I’m going to second the Davis site. My son has one on his Olympic recurve and I have one on my compound. Best bang for the buck.


----------



## Crowely (Dec 20, 2020)

This will not have the ability to slide in and out . But I have used them years on several bows. I am about as accurate with them as anything within reason. Later you can get a higher end sight and save this for a back up bow, back up sight . I keep several of them.
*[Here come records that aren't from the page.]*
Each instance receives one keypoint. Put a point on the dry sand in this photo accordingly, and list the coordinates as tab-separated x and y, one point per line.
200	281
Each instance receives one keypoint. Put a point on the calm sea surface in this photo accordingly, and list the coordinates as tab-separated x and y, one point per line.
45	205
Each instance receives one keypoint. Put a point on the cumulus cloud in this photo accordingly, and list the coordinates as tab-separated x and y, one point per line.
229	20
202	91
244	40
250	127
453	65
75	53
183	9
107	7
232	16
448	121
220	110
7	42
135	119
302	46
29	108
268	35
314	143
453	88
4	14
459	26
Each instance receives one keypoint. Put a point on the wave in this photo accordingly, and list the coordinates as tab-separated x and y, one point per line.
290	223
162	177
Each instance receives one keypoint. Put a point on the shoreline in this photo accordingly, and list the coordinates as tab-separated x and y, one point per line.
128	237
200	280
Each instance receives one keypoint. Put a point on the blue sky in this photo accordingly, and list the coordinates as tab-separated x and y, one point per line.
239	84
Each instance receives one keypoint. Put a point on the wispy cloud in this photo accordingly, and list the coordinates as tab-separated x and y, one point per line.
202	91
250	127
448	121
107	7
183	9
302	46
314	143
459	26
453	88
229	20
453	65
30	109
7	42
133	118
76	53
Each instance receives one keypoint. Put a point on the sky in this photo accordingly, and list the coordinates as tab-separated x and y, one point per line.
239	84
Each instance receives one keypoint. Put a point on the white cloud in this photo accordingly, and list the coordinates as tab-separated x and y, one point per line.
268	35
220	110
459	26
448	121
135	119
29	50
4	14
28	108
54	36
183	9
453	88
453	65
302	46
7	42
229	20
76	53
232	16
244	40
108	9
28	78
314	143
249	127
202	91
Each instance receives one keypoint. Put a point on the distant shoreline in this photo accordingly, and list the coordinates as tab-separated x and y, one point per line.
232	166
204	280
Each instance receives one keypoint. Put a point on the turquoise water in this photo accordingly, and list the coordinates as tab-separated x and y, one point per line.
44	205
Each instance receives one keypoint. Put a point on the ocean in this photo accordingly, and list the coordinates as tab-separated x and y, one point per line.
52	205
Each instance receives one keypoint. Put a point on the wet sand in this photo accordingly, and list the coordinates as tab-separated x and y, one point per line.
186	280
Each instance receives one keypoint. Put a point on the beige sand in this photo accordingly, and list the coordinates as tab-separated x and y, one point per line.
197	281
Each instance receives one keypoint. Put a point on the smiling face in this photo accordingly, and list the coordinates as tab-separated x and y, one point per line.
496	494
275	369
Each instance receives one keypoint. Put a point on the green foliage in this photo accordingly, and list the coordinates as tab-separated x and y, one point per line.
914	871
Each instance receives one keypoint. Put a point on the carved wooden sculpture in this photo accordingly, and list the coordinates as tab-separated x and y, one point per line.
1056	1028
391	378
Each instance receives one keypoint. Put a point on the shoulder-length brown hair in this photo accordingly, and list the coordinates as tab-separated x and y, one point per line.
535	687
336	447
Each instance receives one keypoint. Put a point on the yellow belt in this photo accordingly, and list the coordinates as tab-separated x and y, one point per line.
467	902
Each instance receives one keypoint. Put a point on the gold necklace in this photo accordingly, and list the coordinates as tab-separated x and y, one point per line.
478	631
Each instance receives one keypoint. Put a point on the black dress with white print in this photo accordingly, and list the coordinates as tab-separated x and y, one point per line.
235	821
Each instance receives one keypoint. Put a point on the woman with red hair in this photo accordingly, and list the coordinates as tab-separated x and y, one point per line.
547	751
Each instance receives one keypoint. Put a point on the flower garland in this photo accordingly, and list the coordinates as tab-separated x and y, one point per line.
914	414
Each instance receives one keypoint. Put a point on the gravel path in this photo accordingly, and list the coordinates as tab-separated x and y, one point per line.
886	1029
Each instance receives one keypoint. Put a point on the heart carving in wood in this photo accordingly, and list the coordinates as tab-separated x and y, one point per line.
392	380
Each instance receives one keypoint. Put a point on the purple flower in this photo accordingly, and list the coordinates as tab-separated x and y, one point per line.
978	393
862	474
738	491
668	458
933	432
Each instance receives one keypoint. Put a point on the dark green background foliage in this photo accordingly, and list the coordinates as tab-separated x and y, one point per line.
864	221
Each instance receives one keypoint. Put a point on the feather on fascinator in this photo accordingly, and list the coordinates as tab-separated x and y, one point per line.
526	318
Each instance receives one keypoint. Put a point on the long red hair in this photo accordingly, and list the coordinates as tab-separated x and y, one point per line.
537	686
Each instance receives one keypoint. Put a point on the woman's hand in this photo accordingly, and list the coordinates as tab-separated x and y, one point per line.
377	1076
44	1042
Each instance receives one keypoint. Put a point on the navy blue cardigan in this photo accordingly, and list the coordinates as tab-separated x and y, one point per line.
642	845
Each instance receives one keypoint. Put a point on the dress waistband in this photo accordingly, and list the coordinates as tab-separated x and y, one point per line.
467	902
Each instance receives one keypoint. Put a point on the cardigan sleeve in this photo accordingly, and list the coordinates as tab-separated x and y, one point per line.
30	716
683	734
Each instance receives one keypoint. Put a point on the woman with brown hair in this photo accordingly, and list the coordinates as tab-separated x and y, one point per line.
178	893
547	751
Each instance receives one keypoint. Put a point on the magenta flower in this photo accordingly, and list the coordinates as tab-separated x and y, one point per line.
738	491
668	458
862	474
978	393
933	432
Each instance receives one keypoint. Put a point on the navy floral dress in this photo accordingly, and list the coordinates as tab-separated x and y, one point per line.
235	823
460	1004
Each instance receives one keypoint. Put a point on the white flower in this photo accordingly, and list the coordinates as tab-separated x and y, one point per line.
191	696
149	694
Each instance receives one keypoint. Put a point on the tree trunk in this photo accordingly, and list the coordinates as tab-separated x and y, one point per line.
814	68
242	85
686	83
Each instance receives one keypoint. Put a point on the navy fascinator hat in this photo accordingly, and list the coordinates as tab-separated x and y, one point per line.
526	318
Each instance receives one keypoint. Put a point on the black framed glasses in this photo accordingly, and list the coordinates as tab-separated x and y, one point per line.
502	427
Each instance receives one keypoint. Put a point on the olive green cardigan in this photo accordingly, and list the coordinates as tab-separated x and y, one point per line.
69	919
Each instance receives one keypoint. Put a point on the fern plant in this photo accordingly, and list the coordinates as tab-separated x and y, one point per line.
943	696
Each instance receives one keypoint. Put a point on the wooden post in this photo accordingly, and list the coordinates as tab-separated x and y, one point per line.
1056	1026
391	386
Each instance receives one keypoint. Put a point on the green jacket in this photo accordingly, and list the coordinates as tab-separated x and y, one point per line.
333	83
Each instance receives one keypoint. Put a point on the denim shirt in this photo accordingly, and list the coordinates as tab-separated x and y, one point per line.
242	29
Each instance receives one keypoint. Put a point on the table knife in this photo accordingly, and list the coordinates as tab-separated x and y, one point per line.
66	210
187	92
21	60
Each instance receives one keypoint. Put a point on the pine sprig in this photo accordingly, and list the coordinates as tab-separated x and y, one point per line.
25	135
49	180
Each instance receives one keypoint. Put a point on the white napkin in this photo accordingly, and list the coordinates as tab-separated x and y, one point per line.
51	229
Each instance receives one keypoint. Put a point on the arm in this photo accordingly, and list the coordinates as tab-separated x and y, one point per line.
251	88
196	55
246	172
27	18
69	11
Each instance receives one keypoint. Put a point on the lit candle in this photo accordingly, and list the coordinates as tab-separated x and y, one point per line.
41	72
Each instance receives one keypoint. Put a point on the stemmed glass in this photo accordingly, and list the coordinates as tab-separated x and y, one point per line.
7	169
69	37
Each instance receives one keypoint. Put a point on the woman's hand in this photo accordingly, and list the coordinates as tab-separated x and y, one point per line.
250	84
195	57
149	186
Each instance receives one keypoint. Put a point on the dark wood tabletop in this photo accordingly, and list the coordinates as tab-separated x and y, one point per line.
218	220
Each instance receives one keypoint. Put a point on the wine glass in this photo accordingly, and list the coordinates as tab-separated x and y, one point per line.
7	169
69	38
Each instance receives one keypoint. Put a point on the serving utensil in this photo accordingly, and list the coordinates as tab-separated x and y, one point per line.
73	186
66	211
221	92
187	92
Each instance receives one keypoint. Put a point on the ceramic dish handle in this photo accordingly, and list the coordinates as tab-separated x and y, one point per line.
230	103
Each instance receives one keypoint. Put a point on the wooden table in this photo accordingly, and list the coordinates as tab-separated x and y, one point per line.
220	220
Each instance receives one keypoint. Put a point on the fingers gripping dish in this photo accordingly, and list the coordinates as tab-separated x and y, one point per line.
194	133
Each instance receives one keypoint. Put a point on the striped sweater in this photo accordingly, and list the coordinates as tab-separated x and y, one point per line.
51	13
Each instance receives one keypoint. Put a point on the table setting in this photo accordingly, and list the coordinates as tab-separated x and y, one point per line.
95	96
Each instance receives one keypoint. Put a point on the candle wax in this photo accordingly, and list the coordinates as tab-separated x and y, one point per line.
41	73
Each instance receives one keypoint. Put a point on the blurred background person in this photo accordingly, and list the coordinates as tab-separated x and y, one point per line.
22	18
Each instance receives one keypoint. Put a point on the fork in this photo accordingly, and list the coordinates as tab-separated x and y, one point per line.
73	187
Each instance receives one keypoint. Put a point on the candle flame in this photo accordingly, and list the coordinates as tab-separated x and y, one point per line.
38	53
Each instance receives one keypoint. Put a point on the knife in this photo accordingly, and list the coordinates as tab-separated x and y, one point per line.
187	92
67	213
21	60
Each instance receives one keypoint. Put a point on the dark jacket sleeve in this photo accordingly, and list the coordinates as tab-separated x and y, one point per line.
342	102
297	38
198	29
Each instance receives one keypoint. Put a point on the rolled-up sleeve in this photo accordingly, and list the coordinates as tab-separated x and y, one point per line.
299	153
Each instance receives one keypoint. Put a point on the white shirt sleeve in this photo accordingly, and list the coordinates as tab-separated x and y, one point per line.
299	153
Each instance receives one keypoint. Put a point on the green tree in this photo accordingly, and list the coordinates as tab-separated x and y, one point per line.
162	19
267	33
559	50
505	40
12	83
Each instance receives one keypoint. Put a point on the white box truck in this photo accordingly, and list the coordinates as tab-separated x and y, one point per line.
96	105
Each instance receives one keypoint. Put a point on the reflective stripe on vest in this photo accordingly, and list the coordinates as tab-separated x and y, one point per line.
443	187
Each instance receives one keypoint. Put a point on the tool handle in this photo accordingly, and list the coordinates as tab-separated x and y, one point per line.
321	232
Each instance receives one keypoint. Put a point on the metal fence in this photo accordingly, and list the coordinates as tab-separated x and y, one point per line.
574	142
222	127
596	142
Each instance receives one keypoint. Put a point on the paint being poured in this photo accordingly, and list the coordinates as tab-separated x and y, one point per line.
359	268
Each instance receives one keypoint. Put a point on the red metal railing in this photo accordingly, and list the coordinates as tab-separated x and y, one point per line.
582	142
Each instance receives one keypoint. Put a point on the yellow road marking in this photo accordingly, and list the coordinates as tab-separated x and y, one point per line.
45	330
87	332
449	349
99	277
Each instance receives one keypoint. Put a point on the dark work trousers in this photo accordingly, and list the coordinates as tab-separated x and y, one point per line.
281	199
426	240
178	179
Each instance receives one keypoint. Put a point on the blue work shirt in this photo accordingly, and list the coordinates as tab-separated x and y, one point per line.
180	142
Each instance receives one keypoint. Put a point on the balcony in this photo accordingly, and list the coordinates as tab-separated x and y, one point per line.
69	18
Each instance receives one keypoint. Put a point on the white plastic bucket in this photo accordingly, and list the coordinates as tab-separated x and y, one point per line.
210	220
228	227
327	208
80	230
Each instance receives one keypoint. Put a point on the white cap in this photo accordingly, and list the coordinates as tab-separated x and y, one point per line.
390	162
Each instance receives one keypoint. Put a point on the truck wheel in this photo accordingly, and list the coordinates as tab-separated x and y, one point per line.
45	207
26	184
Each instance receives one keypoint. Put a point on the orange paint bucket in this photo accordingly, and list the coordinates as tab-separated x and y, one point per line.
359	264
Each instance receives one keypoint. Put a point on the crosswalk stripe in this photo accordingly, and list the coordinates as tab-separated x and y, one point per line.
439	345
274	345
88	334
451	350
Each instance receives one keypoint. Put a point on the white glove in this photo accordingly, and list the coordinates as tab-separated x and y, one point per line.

If I pickup a bow and don't want to buy a sight right away, I just throw one of these on it. 








GWS AR-19 Sight


• Single pin adjustable sight provides the pin point accuracy modern archers require • Precisely machined from aircraft grade aluminum • 40" of super tough .019" green fiber optic material protected in a stainless steel pin tube • Teflon filled bushings • Tool-less, micro adjust windage • Highly...




lancasterarchery.com


----------



## atjurhs (Oct 19, 2011)

throw all of this out the window if you're a leftie. for us it's buy whatever you can find (with wait times of months upon months) availability will dictate what you can get. i went to Lancaster and to find a sight that would marry-up with my scope, and i had one choice, and they only had two left (not Lancaster's fault). needless to say i pulled the trigger.


----------



## PhilSch (Apr 29, 2019)

Tailpipe44 said:


> Maybe look in classifieds for an old Sure-loc. sub $200 pop up from time to time as do less expensive scopes.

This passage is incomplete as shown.